Iranian activist Narges Mohammadi won the Nobel Peace Prize in captivity on Friday. This is not the first time that an important peace award has gone to an imprisoned person. These four winners preceded Al-Mohammadi.
1935: Carl von Ossetsky
German journalist Carl von Ossetsky was in a concentration camp in 1935 when he won the Nobel Peace Prize. Criticism of the course of the Nazi regime led to his imprisonment in 1934. Nazi leader Adolf Hitler was so angry at von Ossetsky’s election that no Germans were allowed to travel to receive the award.
With the award of the Nobel Prize, von Ossetsky’s imprisonment entered the media. This increases pressure on the Nazi regime to release the journalist. This finally happened in 1936, a move that may be linked to the Olympic Games held in Berlin that year.
1991: Aung San Suu Kyi
In 1991, the Nobel Peace Prize went to Aung San Suu Kyi. It became known during the 1988 national protests in Burma, now Myanmar, against the established authority. Her political party won the 1990 elections. Military rulers refuse to transfer power. As a precaution, they had already placed Aung San Suu Kyi under house arrest at that time. This situation will continue until 2010.

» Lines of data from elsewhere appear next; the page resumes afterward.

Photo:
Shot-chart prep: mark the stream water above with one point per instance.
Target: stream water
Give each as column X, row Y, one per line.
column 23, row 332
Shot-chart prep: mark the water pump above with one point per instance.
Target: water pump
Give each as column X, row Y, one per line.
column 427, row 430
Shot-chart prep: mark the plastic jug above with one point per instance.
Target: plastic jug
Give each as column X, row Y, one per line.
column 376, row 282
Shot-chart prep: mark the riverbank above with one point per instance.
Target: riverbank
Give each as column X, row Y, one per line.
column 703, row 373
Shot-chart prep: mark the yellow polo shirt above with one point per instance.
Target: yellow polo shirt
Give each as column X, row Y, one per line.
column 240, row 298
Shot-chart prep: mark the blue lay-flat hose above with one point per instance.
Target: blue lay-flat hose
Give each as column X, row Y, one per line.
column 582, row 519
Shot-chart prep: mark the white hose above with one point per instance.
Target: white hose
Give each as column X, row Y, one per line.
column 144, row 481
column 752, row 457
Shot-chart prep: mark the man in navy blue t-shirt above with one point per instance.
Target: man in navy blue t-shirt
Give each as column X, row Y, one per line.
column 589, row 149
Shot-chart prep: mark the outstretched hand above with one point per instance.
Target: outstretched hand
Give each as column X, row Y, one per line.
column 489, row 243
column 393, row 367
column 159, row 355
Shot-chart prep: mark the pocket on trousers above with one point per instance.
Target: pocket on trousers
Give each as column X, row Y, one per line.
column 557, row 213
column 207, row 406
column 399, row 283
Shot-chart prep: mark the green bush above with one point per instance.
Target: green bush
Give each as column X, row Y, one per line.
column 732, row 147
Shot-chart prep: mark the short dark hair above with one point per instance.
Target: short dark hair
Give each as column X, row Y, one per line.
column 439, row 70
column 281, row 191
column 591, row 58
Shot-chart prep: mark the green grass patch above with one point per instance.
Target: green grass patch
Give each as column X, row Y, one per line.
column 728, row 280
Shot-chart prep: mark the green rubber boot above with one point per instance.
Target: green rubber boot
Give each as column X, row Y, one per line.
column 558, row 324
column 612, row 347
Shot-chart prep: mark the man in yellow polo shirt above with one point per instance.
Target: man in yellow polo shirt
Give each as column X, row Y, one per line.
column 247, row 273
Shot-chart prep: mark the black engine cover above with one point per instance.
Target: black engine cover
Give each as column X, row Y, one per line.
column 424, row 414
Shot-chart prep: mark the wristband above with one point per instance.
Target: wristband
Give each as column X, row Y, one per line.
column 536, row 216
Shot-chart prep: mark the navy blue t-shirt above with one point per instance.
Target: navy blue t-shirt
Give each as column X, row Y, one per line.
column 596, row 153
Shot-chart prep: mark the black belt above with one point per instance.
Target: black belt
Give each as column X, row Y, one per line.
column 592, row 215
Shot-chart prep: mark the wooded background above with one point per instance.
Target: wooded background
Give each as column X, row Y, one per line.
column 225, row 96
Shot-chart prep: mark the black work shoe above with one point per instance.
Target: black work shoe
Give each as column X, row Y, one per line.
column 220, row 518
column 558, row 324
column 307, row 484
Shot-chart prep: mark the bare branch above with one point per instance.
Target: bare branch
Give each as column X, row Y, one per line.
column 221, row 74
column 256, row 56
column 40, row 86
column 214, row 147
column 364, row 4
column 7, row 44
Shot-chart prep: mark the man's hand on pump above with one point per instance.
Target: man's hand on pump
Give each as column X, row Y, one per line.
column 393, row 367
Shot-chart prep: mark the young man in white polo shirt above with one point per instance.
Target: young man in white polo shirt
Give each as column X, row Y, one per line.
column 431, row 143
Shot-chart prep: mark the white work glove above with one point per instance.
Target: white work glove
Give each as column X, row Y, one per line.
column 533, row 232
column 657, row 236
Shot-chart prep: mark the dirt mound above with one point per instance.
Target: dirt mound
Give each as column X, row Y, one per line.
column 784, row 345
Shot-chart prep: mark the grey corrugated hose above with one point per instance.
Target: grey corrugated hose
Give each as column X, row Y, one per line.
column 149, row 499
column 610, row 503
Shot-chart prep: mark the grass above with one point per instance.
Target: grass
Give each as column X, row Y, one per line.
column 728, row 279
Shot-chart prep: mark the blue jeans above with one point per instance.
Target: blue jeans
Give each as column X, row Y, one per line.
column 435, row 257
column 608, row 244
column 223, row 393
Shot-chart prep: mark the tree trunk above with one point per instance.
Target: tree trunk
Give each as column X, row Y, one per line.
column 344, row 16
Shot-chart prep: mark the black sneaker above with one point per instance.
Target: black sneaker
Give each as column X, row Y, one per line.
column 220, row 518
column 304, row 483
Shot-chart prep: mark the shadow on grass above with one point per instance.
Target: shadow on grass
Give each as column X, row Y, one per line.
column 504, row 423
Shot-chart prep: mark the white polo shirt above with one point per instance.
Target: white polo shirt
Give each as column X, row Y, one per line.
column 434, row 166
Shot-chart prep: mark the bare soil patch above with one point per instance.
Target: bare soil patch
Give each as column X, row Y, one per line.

In 2012, she still had a chance to enter politics, and three years later Aung San Suu Kyi took over. Under her supervision, the army deals with the Rohingya population. It is estimated that about 25,000 people were killed.
In 2021, Aung San Suu Kyi was arrested again after the coup. After several trials, she was sentenced to 33 years in prison, although this sentence was later reduced to 27 years.
2010: Liu Xiaobo
Liu Xiaobo became famous in China in the 1980s as a book reviewer. When he decided to support protests against the Communist Party in 1989, he became a target of the authorities. In the years that followed, Liu Xiaobo was sentenced to prison three times for “subversive activities.”
In 2009 it happened again, and as a result he had to learn in prison that the Nobel Peace Prize in 2010 would go to him. The Chinese Communist Party prohibits anyone from receiving the award on behalf of Liu Xiaobo.
When Liu Xiaobo died of liver cancer in 2017, the Chinese state implemented internet censorship to ensure that residents could not search for news about the man. The Communist Party also intervenes in Liu Xiaobo’s funeral.
2022: Alice Bialiatski
Belarus has been called “Europe’s last dictatorship” for years. This was emphasized again in 2020 after the presidential elections. International and Belarusian observers noted widespread fraud in the elections. After the results were announced, protests broke out in the capital, Minsk.
At the time, Ales Bialiatsky had been working for years to document human rights violations committed by Alexander Lukashenko’s regime. As a result, Bialiatsky, like Liu Xiaobo in China, is constantly under the radar of the authorities. They beat Bialiatski to prison for tax evasion. The European Union and the United States described the punishment as politically motivated.
In the 2020 election year, Bialiatsky will join the campaign of opposition candidate Sviatlana Tsikhanouskaya. This will result in a new prison sentence for him. The authorities suppressed the election protests and arrested Bialiatski and other opposition figures. He will be in prison when he receives the Nobel Peace Prize in 2022 with the Russian Memorial organization and the Center for Civil Liberties from Ukraine.
Last March, Bialiatski was sentenced to ten years in prison on charges of “financing activities that would disrupt public order.”